Tuesday, March 10, was not quite two months ago, but it seems like years have passed since City Limits and BRIC-TV sat down with Lotus Chau, a veteran reporter at Sing Tao, one of the mainstays of Chinese-language journalism in New York City for decades, to talk about how she was reporting on the presidential race.
Back then, there was still an active race for the Democratic nomination. No one in New York City had died from COVID-19. And President Trump had not yet labeled the disease “the Chinese virus.”
A different world, a changed city and a much evolved 2020 campaign exist today.

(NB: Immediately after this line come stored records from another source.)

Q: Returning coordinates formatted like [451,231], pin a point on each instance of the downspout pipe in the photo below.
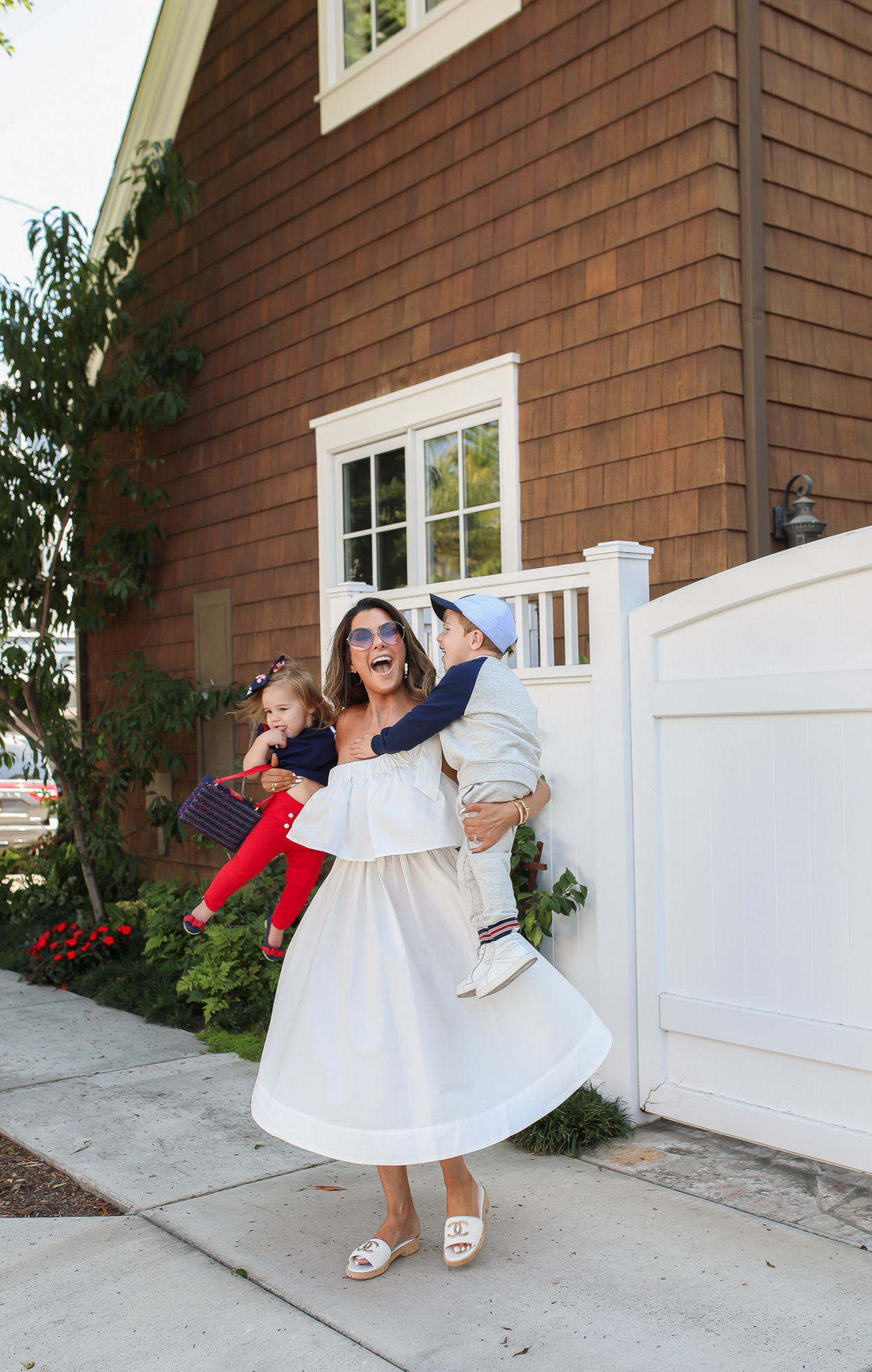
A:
[753,279]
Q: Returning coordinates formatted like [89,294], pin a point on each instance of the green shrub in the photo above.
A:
[537,909]
[248,1046]
[580,1123]
[229,975]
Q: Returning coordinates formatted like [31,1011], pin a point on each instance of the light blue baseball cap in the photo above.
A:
[493,617]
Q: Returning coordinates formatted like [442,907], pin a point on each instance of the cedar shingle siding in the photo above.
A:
[565,189]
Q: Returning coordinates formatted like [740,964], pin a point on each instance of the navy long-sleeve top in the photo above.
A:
[486,725]
[311,754]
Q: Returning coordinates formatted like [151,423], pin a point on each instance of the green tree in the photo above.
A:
[10,5]
[60,571]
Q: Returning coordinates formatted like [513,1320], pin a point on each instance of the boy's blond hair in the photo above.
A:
[486,643]
[303,687]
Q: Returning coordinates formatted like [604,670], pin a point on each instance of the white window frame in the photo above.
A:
[487,390]
[425,42]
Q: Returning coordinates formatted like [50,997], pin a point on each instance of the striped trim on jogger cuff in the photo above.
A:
[493,932]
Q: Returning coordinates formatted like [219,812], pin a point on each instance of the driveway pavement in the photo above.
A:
[587,1267]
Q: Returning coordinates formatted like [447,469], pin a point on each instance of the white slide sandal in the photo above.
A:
[379,1256]
[467,1229]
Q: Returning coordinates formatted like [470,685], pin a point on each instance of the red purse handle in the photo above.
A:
[250,772]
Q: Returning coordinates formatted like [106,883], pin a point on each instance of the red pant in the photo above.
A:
[265,842]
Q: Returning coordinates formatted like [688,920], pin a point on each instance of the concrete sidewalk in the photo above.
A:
[583,1268]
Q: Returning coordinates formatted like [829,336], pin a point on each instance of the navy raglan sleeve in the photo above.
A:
[446,703]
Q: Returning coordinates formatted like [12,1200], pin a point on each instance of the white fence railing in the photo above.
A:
[530,595]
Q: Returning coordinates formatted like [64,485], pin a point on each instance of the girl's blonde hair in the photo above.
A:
[344,688]
[303,687]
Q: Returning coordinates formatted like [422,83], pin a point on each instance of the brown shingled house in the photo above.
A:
[515,259]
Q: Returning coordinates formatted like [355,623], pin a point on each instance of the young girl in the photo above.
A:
[294,732]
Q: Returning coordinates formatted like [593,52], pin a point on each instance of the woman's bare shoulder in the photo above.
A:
[350,722]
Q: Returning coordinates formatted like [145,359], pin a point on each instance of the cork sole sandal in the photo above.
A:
[380,1256]
[467,1229]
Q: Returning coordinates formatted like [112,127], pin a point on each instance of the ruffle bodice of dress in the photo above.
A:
[383,807]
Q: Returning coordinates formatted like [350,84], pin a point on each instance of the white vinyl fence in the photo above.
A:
[723,827]
[753,827]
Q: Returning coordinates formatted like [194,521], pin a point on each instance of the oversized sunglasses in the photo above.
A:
[388,633]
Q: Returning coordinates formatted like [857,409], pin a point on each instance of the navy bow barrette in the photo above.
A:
[262,678]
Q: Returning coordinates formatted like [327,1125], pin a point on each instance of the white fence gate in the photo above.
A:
[724,831]
[752,758]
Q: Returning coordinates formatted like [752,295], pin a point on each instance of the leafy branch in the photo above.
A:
[537,909]
[77,371]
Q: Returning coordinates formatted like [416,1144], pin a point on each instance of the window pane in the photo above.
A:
[390,19]
[482,464]
[357,501]
[360,559]
[357,29]
[443,551]
[391,489]
[483,544]
[440,475]
[391,549]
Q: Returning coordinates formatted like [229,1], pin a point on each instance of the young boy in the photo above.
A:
[487,729]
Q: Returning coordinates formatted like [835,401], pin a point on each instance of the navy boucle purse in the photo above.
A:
[218,813]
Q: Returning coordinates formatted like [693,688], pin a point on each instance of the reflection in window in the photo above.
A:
[462,504]
[375,484]
[366,24]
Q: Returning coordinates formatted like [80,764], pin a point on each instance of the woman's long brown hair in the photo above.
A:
[343,688]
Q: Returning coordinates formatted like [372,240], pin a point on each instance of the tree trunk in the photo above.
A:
[84,857]
[73,805]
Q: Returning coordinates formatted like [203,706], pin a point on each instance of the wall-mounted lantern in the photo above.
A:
[796,523]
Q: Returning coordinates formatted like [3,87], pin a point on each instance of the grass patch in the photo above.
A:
[583,1122]
[248,1043]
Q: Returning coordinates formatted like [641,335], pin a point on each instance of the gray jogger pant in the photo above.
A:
[486,880]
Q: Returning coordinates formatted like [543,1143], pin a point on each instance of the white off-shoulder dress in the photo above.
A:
[370,1056]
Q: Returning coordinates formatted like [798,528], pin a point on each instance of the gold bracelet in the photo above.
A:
[523,812]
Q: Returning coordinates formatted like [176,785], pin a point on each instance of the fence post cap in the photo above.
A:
[619,548]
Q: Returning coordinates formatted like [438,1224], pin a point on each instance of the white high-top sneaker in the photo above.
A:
[509,957]
[468,987]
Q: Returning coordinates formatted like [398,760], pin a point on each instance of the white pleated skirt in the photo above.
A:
[372,1058]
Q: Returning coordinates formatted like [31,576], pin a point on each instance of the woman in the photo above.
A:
[370,1057]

Chau’s insights, however, still resonate. She talked about how voters in New York’s Chinese enclaves break down between Democrats and Republicans, how different factions view the president and the issues that drive sentiment among the growing Chinese electorate in the city (hint: The city’s specialized high-school admissions test, or SHSAT, is a dominant concern).
Like the earlier installments in the series, where we spoke with journalists who serve Irish and Spanish-speaking New York, Chau reinforces the truths—which we all know on some level, but sometimes forget—that no ethnic group is a monolith and that common sentiments link people of all backgrounds.
Yet Chau and her counterparts at the Irish Voice and El Diario also make clear that ethnic lenses do matter.
Yes, it’s the very nature of democracy for people of vastly different backgrounds to cast their ballots for the same candidates. But identity, the strength of connections to ancestral places and the unique immigrant experiences of different groups can help to explain why—what drives those political sentiments and how they change over time. They are elements in the collective political DNA that will chart our future.